Is it ok to copy a few answers from my friend and secure a better grade in this exam?
Is it ok to present an exaggerated version of my resume, just to secure that first job
Is it ok to call in sick , bunk office and appear for that interview for the next job ?
Is it ok to lie to my partner and say rose things about myself during courtship?
As we enter the corporate world, the magnitude gets a notch higher
Is it ok to reverse provisions in my books of accounts just to jack up the profits this quarter and meet analyst expectations?
Is it ok for me to bribe for securing that super profitable government contract or that vendor empanelment?
Is it ok to malign my colleague or take credit for his/her work?
Corporate scandals, government corruption, cheating, stealing, lying are ever-present and ever-tempting.
In response, a lot of us have often adopted a malleable approach to ethics !!
Real-world competitive and institutional pressures lead even the most well-intentioned managers astray
The answer we often give is
Its ok as long as it allows me to stay ahead on the Bell Curve.
Its ok as long as I don’t get caught
Its ok as long as it is altruistic in nature – it brings happiness to my parents, my lover, my shareholders.
Often , as employees/entrepreneurs, you risk giving too much because of what your superiors demand from us. But the same superiors who keep pressing you to do more, or to do it better, or faster, or less expensively, will turn on you should you cross that fuzzy line between right and wrong. They will blame you for exceeding instructions or for ignoring their warnings. The smartest managers already know that the best answer to the question, “How far is too far?” is don’t try to find out.
Ultimately we must realize that the Beta associated with a portfolio of dysfunctional ethical choices choices is very very high !! When the lid blows off, the consequences are quite disastrous
Take the example of the ‘diesel dupe’ by the legendary Volkswagen .
“We’ve totally screwed up,” said VW America boss Michael Horn, while group chief executive Martin Winterkorn said his company had “broken the trust of our customers and the public”.
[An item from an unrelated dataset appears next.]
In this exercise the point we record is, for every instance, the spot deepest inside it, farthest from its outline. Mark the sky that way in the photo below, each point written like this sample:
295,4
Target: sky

With VW recalling almost 500,000 cars in the US alone, it has set aside €6.5bn to cover costs. Plus the potential fines, consumer lawsuits and criminal proceedings.
What were the rewards ? Astonishingly, they were peanuts in comparison to the current mayhem.
Compromising on state-of-the-art emissions technology between 2009 and 2014 probably saved VW a measly 4.3 bn €. The maths is simple- 10.8 mn diesel-powered cars * 400 € per car = 4.3 bn € over six years. If only the 482,000 cars actually sold in the US legally required this – since permitted NO2 levels in Europe are higher, tests less stringent and fines lower – the saving is less than 200 mn €.
With market capitalization falling almost 29 bn €, shareholders have lost more than 140 euros in market value for every single euro that VW saved by cutting corners on its diesel engines in the US. It’s hard to think of a better reminder that cheating doesn’t pay.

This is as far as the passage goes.